**Jon Moody**answered

Imagine you are trying to find a house on a really long street with 1000 houses. This is the future and we have mastered the ability to teleport. All you have is the street address but you don't know which houses have addresses. They might be numbered 1, 5, 9, 19, 25, 28, 37 and so on. Cities leave these gaps on purpose to have addresses to use if any new houses are constructed later.

The easiest way to find the house quickly would be to teleport to the halfway point on the street. You could look at the address of the house you are at. If the house you want is a bigger number, then you know it must be one of the houses farther down the street. But if the house you are looking for is a smaller number is must be in the other direction.

By teleporting to the halfway point you've cut the number of houses to search in half. The first time you teleported halfway to the 500th house in the street. But you can cut the houses in half again by repeating the process. If the house number you want is bigger, you teleport to the 750th house. If the house number you want is smaller, you teleport to the 250th house. You check again and quickly begin to narrow down where the house must be.
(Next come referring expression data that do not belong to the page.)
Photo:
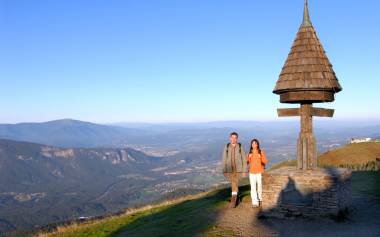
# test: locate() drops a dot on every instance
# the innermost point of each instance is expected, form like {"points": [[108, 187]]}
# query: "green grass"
{"points": [[191, 217], [366, 183], [187, 218]]}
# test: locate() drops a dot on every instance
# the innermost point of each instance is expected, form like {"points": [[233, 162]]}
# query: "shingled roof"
{"points": [[307, 67]]}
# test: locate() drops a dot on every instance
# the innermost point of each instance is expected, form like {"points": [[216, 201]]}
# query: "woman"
{"points": [[257, 160]]}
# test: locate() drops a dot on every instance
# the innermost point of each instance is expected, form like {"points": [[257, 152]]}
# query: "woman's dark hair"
{"points": [[258, 146]]}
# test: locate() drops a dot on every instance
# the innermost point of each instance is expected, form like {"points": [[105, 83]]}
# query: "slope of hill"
{"points": [[207, 214], [358, 156], [41, 184]]}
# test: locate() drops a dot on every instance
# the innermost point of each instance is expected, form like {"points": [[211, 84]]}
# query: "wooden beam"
{"points": [[288, 112], [320, 112]]}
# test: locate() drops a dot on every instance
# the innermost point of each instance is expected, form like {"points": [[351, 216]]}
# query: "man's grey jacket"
{"points": [[234, 159]]}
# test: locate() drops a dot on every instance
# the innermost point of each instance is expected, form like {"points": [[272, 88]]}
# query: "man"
{"points": [[234, 163]]}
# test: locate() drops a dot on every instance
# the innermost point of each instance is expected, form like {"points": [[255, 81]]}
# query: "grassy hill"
{"points": [[196, 215], [360, 156]]}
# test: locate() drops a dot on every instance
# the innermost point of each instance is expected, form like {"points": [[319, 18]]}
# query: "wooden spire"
{"points": [[306, 18], [307, 75]]}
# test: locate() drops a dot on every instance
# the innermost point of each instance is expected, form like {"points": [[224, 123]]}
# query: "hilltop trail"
{"points": [[243, 221], [364, 220]]}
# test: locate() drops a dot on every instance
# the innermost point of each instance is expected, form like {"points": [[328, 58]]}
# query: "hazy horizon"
{"points": [[175, 61]]}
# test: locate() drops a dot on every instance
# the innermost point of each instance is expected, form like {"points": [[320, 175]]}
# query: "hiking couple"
{"points": [[235, 164]]}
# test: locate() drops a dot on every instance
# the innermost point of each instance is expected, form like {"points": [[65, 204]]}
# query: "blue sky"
{"points": [[175, 61]]}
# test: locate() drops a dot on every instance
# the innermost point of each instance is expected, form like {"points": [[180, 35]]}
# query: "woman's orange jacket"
{"points": [[257, 162]]}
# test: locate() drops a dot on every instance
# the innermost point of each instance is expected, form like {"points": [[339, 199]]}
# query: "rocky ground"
{"points": [[363, 220]]}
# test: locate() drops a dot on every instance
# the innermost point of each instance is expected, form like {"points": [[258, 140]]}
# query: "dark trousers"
{"points": [[234, 180]]}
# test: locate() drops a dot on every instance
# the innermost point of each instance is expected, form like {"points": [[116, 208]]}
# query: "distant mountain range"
{"points": [[70, 133], [41, 184], [63, 169]]}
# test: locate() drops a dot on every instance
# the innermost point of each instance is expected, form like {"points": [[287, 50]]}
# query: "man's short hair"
{"points": [[234, 133]]}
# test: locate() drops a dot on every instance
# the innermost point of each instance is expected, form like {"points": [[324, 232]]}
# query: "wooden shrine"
{"points": [[306, 78]]}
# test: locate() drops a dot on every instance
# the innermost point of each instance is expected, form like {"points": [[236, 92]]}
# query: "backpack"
{"points": [[228, 144]]}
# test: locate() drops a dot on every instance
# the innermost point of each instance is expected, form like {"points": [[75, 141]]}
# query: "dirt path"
{"points": [[364, 220]]}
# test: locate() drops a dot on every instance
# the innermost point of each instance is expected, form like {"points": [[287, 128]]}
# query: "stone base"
{"points": [[290, 192]]}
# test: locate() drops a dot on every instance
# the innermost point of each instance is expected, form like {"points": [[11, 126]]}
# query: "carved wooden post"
{"points": [[306, 78]]}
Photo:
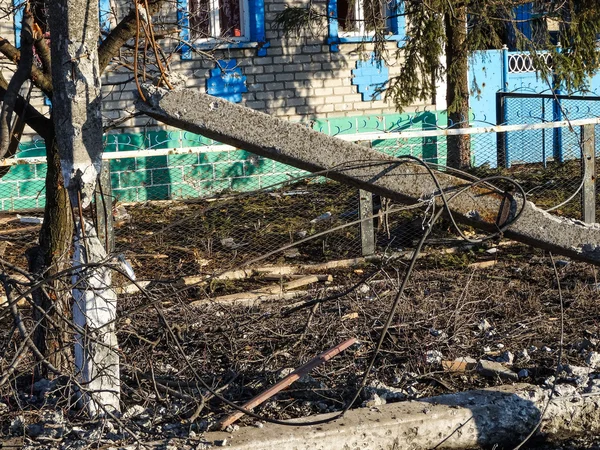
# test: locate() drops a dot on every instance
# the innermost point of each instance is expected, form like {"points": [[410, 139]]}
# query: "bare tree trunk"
{"points": [[77, 119], [459, 147]]}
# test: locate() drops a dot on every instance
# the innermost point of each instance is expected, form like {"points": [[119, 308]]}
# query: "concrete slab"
{"points": [[299, 146], [502, 416]]}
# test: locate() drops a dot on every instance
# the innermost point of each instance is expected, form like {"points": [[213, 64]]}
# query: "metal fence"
{"points": [[190, 223], [212, 208]]}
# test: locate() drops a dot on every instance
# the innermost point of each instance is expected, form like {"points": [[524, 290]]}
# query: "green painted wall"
{"points": [[212, 172]]}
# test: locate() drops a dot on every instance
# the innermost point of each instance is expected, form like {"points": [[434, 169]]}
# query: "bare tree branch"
{"points": [[21, 75], [122, 33]]}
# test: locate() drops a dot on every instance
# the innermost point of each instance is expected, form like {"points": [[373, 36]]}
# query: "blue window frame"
{"points": [[255, 35], [396, 24]]}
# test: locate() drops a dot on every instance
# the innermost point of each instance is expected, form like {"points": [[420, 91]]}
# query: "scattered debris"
{"points": [[322, 217], [460, 364], [593, 360], [30, 219], [483, 264], [433, 357], [288, 380], [495, 369]]}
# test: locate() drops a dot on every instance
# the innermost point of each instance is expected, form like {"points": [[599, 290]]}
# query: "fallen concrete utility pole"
{"points": [[500, 416], [367, 169]]}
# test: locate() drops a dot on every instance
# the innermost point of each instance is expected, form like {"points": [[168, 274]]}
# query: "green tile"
{"points": [[41, 170], [228, 170], [20, 172], [183, 160], [30, 149], [121, 164], [164, 139], [184, 190], [369, 124], [194, 140], [125, 195], [9, 189], [153, 193], [31, 188], [167, 176], [24, 203], [239, 155], [210, 157], [321, 125], [208, 188], [261, 166], [114, 180], [342, 125], [131, 141], [198, 172], [245, 183], [134, 179], [151, 162], [280, 167]]}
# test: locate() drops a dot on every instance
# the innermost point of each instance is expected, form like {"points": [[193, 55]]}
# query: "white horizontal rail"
{"points": [[462, 131], [345, 137], [127, 154]]}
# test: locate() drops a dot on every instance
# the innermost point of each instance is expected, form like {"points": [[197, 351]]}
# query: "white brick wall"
{"points": [[299, 78]]}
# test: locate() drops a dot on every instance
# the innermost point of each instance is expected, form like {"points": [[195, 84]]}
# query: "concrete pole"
{"points": [[588, 166]]}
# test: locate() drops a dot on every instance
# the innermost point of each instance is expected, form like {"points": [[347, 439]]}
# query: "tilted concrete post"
{"points": [[588, 164], [94, 311]]}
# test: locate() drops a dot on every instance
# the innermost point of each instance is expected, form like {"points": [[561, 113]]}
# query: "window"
{"points": [[354, 20], [221, 24], [218, 18], [356, 17]]}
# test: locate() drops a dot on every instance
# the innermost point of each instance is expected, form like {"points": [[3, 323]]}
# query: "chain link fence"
{"points": [[215, 235], [210, 208]]}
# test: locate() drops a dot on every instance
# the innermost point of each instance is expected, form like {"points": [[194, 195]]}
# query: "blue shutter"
{"points": [[523, 15]]}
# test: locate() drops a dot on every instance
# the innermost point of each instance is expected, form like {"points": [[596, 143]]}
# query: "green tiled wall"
{"points": [[207, 173]]}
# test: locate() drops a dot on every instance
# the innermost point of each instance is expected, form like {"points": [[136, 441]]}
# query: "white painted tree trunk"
{"points": [[76, 103], [76, 112], [94, 310]]}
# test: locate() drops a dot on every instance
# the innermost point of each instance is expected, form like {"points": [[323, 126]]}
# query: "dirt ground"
{"points": [[498, 301]]}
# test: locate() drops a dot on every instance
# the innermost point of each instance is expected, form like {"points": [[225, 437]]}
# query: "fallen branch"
{"points": [[273, 292], [287, 381]]}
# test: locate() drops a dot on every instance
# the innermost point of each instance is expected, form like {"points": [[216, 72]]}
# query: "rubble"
{"points": [[593, 360]]}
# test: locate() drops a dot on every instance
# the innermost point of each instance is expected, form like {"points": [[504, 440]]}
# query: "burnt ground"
{"points": [[509, 311]]}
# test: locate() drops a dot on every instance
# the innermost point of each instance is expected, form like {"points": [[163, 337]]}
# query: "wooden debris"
{"points": [[26, 229], [494, 369], [459, 365], [131, 288], [273, 277], [350, 316], [149, 256], [287, 381], [269, 293]]}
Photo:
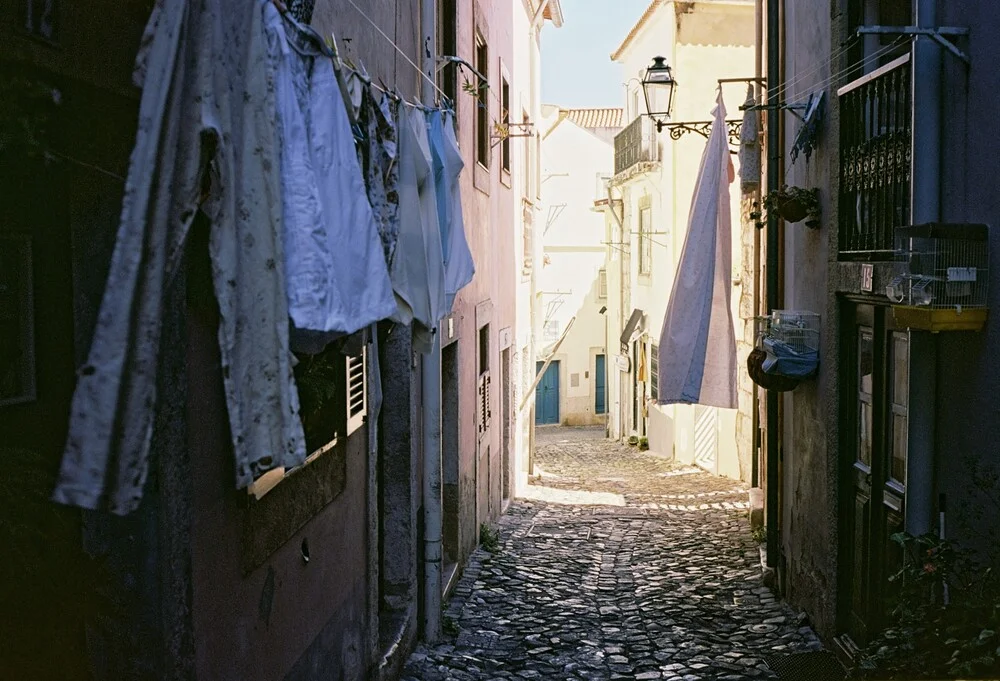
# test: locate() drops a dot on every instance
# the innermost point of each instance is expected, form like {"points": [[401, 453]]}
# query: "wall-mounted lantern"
{"points": [[658, 88]]}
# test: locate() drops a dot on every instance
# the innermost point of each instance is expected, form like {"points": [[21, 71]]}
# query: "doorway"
{"points": [[600, 387], [547, 395], [875, 427]]}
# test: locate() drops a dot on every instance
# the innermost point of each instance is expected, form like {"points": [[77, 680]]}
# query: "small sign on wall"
{"points": [[867, 275]]}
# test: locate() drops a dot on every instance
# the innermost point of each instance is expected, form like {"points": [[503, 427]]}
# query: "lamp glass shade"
{"points": [[658, 88]]}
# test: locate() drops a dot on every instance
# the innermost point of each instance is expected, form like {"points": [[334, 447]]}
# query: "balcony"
{"points": [[636, 144], [875, 148]]}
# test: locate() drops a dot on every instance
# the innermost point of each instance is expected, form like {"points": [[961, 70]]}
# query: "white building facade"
{"points": [[577, 152], [647, 213]]}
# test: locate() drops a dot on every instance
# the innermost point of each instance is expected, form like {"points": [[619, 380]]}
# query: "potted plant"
{"points": [[794, 204]]}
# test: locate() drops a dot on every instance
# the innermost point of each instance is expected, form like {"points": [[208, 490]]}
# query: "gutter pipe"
{"points": [[773, 160], [430, 367], [925, 197], [530, 393]]}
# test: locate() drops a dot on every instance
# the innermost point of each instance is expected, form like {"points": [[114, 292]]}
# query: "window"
{"points": [[482, 102], [484, 349], [448, 47], [40, 18], [505, 121], [484, 408], [645, 243], [654, 371], [550, 330], [357, 396], [333, 404]]}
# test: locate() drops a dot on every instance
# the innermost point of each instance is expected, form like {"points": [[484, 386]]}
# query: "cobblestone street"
{"points": [[619, 565]]}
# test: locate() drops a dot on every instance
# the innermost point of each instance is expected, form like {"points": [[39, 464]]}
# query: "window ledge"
{"points": [[481, 178]]}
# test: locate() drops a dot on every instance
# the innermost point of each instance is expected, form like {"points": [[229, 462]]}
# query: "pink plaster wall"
{"points": [[488, 210]]}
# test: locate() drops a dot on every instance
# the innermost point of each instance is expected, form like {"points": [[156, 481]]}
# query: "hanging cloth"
{"points": [[749, 145], [643, 372], [418, 268], [206, 122], [697, 361], [459, 267], [338, 280]]}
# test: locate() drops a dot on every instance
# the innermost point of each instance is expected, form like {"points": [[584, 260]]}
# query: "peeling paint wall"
{"points": [[809, 503]]}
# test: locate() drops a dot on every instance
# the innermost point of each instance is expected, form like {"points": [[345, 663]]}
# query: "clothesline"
{"points": [[397, 48], [405, 56]]}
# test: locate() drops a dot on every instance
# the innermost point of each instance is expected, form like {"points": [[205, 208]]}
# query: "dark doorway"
{"points": [[875, 427], [547, 395], [600, 389], [505, 420]]}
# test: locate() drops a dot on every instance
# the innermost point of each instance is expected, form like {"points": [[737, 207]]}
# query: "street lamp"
{"points": [[657, 87]]}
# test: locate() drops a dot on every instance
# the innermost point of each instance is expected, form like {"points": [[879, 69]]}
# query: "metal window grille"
{"points": [[875, 150], [357, 393]]}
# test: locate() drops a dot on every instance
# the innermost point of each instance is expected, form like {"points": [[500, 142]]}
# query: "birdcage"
{"points": [[944, 282], [787, 349]]}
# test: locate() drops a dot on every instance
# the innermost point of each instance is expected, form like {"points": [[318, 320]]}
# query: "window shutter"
{"points": [[357, 393], [484, 404]]}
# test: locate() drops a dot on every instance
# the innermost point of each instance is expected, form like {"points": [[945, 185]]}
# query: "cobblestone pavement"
{"points": [[661, 581]]}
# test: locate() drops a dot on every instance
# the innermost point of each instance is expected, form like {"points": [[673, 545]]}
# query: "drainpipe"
{"points": [[536, 21], [534, 74], [773, 160], [758, 97], [925, 207], [431, 397]]}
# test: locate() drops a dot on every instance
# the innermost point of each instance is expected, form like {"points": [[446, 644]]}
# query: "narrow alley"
{"points": [[620, 565]]}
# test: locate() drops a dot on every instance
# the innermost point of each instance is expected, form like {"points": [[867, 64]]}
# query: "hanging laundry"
{"points": [[749, 145], [206, 123], [697, 361], [458, 263], [338, 280], [418, 269]]}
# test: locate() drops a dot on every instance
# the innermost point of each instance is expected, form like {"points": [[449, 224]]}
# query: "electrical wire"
{"points": [[398, 49], [822, 85], [419, 70], [781, 88]]}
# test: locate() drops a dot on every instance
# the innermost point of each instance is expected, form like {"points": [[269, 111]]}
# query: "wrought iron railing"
{"points": [[635, 144], [875, 148]]}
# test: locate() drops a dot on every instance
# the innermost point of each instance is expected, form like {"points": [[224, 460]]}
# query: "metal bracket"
{"points": [[793, 108], [935, 34], [524, 130]]}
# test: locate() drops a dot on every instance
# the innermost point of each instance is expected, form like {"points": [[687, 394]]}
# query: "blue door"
{"points": [[547, 395], [600, 390]]}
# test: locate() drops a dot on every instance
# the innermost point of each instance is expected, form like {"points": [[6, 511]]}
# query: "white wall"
{"points": [[703, 43], [572, 160]]}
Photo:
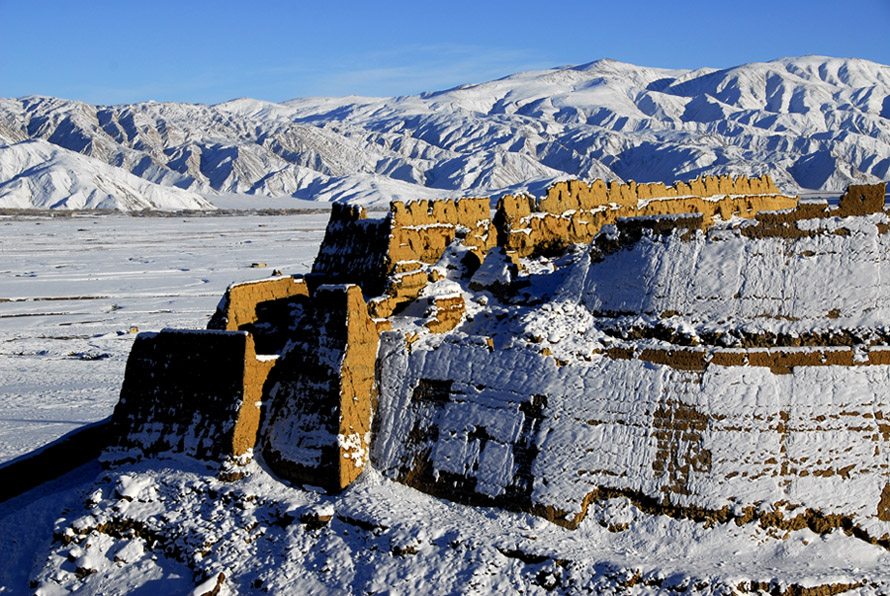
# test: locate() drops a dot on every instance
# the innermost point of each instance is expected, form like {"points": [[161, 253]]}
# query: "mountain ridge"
{"points": [[812, 123]]}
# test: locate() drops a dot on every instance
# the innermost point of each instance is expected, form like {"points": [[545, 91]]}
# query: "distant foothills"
{"points": [[813, 124]]}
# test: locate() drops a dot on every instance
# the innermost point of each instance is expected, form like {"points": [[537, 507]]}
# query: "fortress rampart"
{"points": [[682, 419]]}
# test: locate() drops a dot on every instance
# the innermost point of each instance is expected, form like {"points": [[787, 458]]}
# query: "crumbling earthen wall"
{"points": [[322, 394], [191, 392], [264, 308], [242, 305], [575, 212], [512, 428]]}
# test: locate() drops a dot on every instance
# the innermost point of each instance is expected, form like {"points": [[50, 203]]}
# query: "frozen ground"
{"points": [[73, 290]]}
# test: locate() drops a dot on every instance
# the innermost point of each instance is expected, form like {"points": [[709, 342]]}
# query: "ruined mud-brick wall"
{"points": [[265, 308], [191, 392], [386, 256], [323, 391], [354, 250], [789, 436], [789, 271], [512, 428], [575, 211]]}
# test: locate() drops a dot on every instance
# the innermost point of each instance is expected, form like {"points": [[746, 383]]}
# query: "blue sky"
{"points": [[208, 52]]}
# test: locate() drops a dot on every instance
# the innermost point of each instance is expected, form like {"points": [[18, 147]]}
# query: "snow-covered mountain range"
{"points": [[812, 123]]}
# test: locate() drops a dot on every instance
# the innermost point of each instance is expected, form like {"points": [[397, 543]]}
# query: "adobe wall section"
{"points": [[323, 393], [355, 249], [190, 392], [758, 276], [264, 308], [512, 428], [574, 211], [385, 257]]}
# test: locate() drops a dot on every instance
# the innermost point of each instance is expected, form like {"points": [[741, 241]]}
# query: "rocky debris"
{"points": [[446, 313]]}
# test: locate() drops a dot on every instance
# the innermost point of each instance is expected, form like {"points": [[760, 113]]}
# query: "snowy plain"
{"points": [[75, 288]]}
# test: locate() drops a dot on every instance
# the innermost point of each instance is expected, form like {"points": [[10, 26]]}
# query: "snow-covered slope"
{"points": [[811, 123], [39, 175]]}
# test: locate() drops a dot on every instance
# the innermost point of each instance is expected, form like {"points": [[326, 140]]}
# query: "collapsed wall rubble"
{"points": [[193, 392], [728, 431], [574, 211], [323, 393]]}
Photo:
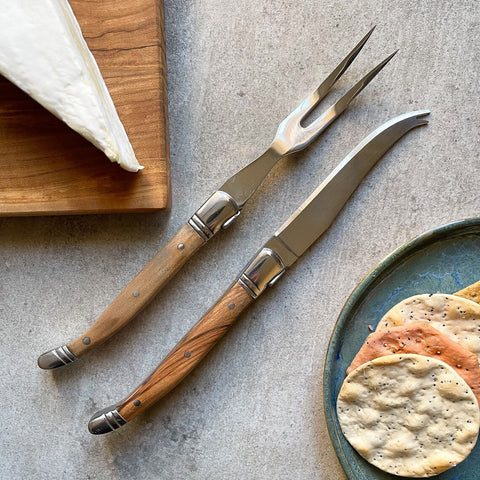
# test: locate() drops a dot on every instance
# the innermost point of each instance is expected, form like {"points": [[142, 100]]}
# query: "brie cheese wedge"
{"points": [[42, 51]]}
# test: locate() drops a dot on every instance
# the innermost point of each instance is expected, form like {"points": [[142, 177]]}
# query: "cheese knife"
{"points": [[279, 253], [217, 213]]}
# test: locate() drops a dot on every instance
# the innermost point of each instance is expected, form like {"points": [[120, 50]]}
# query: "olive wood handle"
{"points": [[133, 298], [188, 353], [141, 290]]}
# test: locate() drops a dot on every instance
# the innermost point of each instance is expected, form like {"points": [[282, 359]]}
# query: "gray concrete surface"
{"points": [[254, 409]]}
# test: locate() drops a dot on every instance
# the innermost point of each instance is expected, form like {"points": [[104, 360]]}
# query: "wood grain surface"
{"points": [[141, 290], [46, 168], [188, 353]]}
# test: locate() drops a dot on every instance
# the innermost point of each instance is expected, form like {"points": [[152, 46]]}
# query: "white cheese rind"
{"points": [[42, 51]]}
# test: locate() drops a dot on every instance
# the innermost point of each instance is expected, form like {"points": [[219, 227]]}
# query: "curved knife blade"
{"points": [[321, 208]]}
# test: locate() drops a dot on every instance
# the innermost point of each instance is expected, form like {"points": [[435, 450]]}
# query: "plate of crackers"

Since every teleport cuts the number of houses in half, you are guaranteed to find the house you want in 11 teleports or less. This is much faster than checking all 1000 houses one at a time. This is exactly how a binary search works. The computer goes to the halfway point of a sorted list and then checks to see if what it want is closer to the beginning or the end. It repeats the process, each time cutting how much needs to be searched in half.

This assumes the list is sorted. Lets go back to the house analogy. Let's say all the houses on the street were numbered randomly (54, 1009, 2, 4006, 57, 186, 17, ...) then going to the halfway point wouldn't help. When you go to the 500th house, you have no way to know if the house you want is to the right or left because they are not in order. The only way to find the right house is to check them one by one.

Binary searches are used to an extent by people all the time. When we look up people in a telephone book, we use a similar process of flipping close to where we think it might be then flipping a few pages forward or back until we find the right phone number. If the names in the phone book were out of order or just put in randomly, it would be practically impossible to ever find what you are looking for.